Gli occhi della giovane lampeggiarono pericolosamente e si fecero freddi. Evidentemente, il vostro incontro mattutino non le era bastato e, quel giorno, avrebbe tanto desiderato una doppia dose, che mai avrebbe creduto potersi veder negata proprio da quel vecchio rompiscatole di Brody.

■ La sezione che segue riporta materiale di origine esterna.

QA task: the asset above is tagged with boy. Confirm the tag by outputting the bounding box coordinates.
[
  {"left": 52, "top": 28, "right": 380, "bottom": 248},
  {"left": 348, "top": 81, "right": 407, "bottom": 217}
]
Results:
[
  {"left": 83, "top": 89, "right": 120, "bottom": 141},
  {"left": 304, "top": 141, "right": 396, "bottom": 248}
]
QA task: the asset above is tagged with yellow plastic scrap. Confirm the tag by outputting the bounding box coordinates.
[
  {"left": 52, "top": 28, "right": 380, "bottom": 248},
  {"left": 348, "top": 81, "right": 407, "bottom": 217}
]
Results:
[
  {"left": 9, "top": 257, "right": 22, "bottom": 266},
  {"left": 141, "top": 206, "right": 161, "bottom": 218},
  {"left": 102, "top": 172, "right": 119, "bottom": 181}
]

«D’accordo» rispose seccamente, guardandoti negli occhi e fulminandoti con lo sguardo. «Le auguro buona giornata, professor Jones.» E, senza aggiungere altro, vi voltò le spalle e se ne andò a passo rapido lungo il corridoio.

Al tuo fianco, sentisti Brody ridacchiare.

«Che accidenti c’è, adesso, Marcus?» gli chiedesti, spazientito.

«Scusami, Indy, ma non cambi mai» replicò lui, cercando di bloccare quella sua risatina. «Comunque ti capisco, è veramente molto carina.»

Preferisti non rispondere, anche perché non ce ne sarebbe stato bisogno: Marcus Brody aveva perfettamente ragione. Del resto, quest’uomo ti conosceva meglio di chiunque altro e non aveva mai avuto bisogno di troppe domande per capire perfettamente che cosa ti passasse per la mente. Perciò, ti limitasti a fargli un cenno con il capo, invitandolo a farti strada per andare a questo vostro misterioso incontro con gli uomini dei servizi segreti.